As many others, I started off as a Fan of the original Blue Planet. I never really did think of ever joining that most glorious of teams, but as it happened, I managed to acquire some skills that were mildly useful. After dealing with Darius, Fury, General Battuta and the others for some time, I came to admire the way they worked as a team. The dynamics were just perfect. We all knew that we were working for Darius, and not once was it in doubt that this is his baby. We also are incredibly motivated to give this mod our best.
Anyway, after I managed to make a kick-ass set of interface art for WiH (using Flaming Sword's awesome Interface Templates app), I got invited to the BP beta test group. Soon after that, General B and Rian had to temporarily step away from the VA effort, I volunteered to help them with that, which brought me my BP badge.
Lessons learned
As I took a greater part in development, several things became clear to me, which I think are valuable pieces of information that other teams may profit from.
One thing that helped us is that the BP team is a small group of very dedicated, passionate people who not only give their best, but expect the same from others, and are not afraid to tell the others when they think that the work submitted does not meet the quality standards we have set for ourselves. This, of course, means that each of us has to deal with sometimes harsh criticism delivered in no uncertain terms. Stereotypical Primadonnas wouldn't last very long here, I imagine.
Another thing is that there is no question about who is in charge. If something doesn't meet the Darius test, it's out. While discussion is certainly encouraged, in the end, what Darius says goes.
Development tools
1. Debug builds
During our development, we use debug builds very, very often. We take great care to squash every warning, assertion and crash we encounter, and the result is an incredibly stable mod.
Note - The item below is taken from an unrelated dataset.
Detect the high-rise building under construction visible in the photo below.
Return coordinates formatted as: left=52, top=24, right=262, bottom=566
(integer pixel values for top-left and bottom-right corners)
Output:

2. Immediate Feedback to the SCP
WiH was developed for 3.6.11/12. We literally couldn't make this work on .10, the performance increases we've seen in .11 and, of course, the added features which make our live so much easier. Just having debug builds that can perform on the same level as the regular .10 build was a great boon for development.
The other side of the medal is that, if you are using builds from the bleeding edge, you need to stay in contact with the coders. Provide feedback on what does and what doesn't work, and report any and all bugs you find that can not be traced back to your assets.
One added bonus to using dev builds was the improved error checking. .11/12 will report things that .10 cannot pick up, and fixing those improves the stability of the game on .10.
3. SVN
In October 2009, we made an arrangement with Zacam and rev_posix to get our data hosted on a SVN server. Before that, versions of the modpack were regularly compiled by Fury, and sent out to everyone. This of course meant that, occasionally, not everyone could be counted upon to have the latest version of it. Darius and Dilmah G are Australian, and subject to the horrible ISPs there. They have to be somewhat conscious about their monthly bandwidth usage, as their Internet will get throttled down to dialup speeds once they go over their quota.
SVN allows us to keep the download volume relatively small, as only the new and improved data needs to be downloaded. It also gives us the opportunity to go back and retrieve older versions of files, as all revisions are stored on the server.
The end result is that it's incredibly easy for us to get the data distributed, and tested out by the team, which makes our feedback cycle extremely short.
4. Play early, play often
A maxim I first heard in a video on the development of Civilization, uttered by the awesome Sid Meier, certainly proved its worth here. SVN allows us to put up early versions of missions, and test them to death. Again, short feedback cycles FTW. We can quickly throw out what doesn't work, and get the best possible version of the mission.
Especially FREDers should play their missions as often as possible, after every major change in fact. Just to make sure that the brilliant idea you just had actually does work.
5. Beta testers
Due to the extensive internal testing we did on the AoA DC, we figured we could get away with a very short beta phase. The original beta team that was hired (Snail and NGTM-1R) were unavailable for feedback (Snails Comp died literally a few days before we wanted to start the Beta, and NGTM-1R had RL duties to attend to). Fortunately, we were saved by the last-minute addition of blowfish (who you may know) and ubiquitous (who you may have heard in the DC), who both noted a variety of issues we simply overlooked. Again, using the power of SVN made implementing those fixes easy, and as a result, we could wrap up the Beta in two weeks, and release the product.
PS: Sorry for calling our awesome Testers "tools". I certainly do not mean to belittle their involvement in this.